Let me explain. Jim Walsh, District Counsel of the Seattle District of the Army Corps of Engineers, hired me in 1976 as a 100 day wonder to research an Indian Law issue involving the claims of the Colvilles and Spokanes to Grand Coulee and Chief Joseph Dams. No one, especially President Roosevelt, asked them if they minded that the dams would be built on their reservations, flood out their lands, and destroy their fishery resources, but that’s a different story.
The project involved working with the Corps engineers who designed, built, and maintained dams. They educated me on infrastructure issues and the design process.
Once upon a time, not many decades ago, engineers did their computations with a slide rule. Whether it be an airplane, bridge, dam, ship, power plant, or skyscraper, the wizened engineers knew the stress points and factored in a margin of error. Even with its algorithms, the slide rule did not provide absolute certainty. The result was that engineers over engineered; they knowingly and intentionally over designed to ensure structural stability.
Technology changed and the seasoned engineers retired. The newly minted engineers are fresh out of engineering school, educated with the latest technology, and highly proficient in computer programs. Many are clueless as to what a slide rule is.
They rely upon the precise answers spit out by the computer, which provides an illusion of safety. The keystroke replaced the personal touch.
These engineers did not program the software, much less understand its assumptions or limitations. Thus, they design up to the razor thin margins of error provided by the computer.
Over engineering is often replaced, albeit unknowingly, with under engineering.
The same pattern exists on Wall Street. From our nation’s most prestigious universities and business schools come a horde of highly educated, brilliant manipulators of data, in reality undereducated numbers crunchers. Like all the youth of the world, they march fearlessly into battle ignorant of risk, just like the Charge of the Light Brigade.
John Kenneth Galbraith’s classic The Great Crash of 1929 should be required reading for everyone working on Wall Street. A dash of history is a better educator than computer programs. As Santayana said, “those who don’t learn from history are doomed to repeat it.” A little knowledge of Ayn Rand is also in order: “Check your premises!”

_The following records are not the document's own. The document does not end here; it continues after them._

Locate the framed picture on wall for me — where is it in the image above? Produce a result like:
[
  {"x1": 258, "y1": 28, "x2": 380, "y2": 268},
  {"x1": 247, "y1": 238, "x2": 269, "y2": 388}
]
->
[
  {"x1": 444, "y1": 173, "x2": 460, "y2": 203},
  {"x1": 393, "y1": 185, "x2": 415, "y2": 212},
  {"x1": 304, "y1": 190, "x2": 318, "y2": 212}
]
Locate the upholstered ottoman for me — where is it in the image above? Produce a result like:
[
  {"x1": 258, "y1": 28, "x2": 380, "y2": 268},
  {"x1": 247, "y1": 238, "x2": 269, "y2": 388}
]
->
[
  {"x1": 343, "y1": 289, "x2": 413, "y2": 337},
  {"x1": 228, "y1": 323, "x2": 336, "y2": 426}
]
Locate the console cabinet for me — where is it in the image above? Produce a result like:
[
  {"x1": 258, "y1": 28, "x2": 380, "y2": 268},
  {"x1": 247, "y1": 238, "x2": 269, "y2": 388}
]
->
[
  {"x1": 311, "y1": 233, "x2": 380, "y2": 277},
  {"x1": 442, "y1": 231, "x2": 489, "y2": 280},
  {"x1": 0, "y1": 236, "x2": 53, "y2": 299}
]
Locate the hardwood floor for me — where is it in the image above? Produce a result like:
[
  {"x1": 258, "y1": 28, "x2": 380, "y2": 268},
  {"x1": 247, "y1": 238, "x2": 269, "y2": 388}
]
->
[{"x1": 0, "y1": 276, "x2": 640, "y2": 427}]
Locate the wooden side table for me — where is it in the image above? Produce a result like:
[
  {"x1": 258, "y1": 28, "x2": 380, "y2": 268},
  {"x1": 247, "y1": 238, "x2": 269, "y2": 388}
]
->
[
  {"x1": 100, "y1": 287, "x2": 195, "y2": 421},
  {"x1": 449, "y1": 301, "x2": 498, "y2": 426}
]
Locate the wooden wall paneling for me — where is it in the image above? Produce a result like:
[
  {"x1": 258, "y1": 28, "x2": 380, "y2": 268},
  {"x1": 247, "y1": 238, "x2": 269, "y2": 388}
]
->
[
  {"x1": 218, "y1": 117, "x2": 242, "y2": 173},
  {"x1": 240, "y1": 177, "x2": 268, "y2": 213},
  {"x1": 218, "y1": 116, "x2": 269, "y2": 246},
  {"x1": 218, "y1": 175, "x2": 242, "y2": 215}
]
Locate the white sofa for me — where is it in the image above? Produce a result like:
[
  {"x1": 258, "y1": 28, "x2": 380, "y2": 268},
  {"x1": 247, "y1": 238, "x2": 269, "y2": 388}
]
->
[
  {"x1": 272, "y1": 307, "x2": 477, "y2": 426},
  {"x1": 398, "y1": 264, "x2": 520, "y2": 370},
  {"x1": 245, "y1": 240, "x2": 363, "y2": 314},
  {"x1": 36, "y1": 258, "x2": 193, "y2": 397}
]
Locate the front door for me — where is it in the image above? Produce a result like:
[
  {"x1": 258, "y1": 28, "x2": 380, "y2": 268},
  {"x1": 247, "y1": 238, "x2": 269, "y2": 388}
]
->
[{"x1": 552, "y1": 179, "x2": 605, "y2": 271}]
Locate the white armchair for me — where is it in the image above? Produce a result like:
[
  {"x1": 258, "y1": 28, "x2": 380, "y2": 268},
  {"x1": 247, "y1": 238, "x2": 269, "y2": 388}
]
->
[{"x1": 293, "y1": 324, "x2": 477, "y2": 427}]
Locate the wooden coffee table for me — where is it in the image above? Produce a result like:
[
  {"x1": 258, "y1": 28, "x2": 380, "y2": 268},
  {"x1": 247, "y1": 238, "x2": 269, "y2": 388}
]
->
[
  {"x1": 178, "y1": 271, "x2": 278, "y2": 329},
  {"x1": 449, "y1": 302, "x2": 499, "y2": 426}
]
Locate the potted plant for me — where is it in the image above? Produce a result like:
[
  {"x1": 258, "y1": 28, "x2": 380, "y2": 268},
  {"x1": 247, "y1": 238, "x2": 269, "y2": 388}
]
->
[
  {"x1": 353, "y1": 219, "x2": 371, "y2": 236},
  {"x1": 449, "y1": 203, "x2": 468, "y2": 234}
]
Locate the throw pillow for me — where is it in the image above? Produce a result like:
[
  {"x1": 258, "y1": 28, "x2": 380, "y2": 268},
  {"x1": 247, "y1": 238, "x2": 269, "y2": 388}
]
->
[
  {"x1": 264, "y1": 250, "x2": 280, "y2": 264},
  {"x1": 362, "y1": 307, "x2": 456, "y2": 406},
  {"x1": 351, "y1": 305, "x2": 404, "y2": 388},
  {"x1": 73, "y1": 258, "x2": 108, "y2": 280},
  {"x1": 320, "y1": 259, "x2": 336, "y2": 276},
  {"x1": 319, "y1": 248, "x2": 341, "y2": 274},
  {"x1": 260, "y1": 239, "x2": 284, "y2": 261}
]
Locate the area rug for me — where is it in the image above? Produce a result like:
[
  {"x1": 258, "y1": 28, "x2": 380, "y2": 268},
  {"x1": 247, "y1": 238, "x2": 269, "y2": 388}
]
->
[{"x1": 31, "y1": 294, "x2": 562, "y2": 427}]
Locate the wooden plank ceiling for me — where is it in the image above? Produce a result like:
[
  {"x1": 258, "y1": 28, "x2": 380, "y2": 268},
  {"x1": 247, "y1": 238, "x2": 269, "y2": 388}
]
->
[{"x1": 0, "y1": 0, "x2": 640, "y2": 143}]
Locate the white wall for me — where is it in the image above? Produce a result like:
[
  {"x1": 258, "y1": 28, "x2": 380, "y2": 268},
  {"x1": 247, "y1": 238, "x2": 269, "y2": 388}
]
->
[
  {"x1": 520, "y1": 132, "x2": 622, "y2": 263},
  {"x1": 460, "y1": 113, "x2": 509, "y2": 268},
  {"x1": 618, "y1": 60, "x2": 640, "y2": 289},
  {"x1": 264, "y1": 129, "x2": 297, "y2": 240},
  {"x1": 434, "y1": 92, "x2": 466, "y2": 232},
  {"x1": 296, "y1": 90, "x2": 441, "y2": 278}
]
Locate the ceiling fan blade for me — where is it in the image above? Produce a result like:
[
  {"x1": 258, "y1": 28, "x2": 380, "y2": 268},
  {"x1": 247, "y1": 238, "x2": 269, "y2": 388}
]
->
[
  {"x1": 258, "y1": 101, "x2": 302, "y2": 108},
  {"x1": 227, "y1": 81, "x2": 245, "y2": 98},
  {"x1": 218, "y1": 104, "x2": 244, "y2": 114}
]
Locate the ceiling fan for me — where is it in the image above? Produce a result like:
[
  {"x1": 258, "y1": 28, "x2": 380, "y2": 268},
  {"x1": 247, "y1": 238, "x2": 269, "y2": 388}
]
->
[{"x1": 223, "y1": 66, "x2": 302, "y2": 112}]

The programs consistently underestimate risk – especially human risk. Programmers are optimists. These programs are not based on reality, especially the foibles of humans. Fraud and bubbles are historical constants. Zero percent down, adjustable rate, interest only mortgages with balloon payments, were not factored into the high returns, minimal risks displayed on the computer screens of the wunderkinds.
They did not understand that mortgage brokers were paid for generating mortgages and that banks were also not concerned with the risks of these mortgages because they were going to sell them to others. Traditional lending standards went out the window. Both the brokers and bankers passed on the risks to the all-too trusting wiz kids.
Two decades ago a brilliant professor at Berkeley devised a “risk minimization investment scheme” called “portfolio insurance.” It looked great on paper, but failed on Black Monday in 1987 when put to the test. Similarly, “stop losses” to minimize risks don’t work in a major decline.
Not just sub-prime, or alt A mortgages were at risk, but so too were regular mortgages, underwritten in the housing bubble of the New Millennium. The underlying premise behind all these complex financial instruments was ever rising housing prices – truly an example of the greater fool theory of investing. The original mortgages were sliced and diced into complex slivers called derivatives. They were just as seductive as portfolio insurance two decades earlier.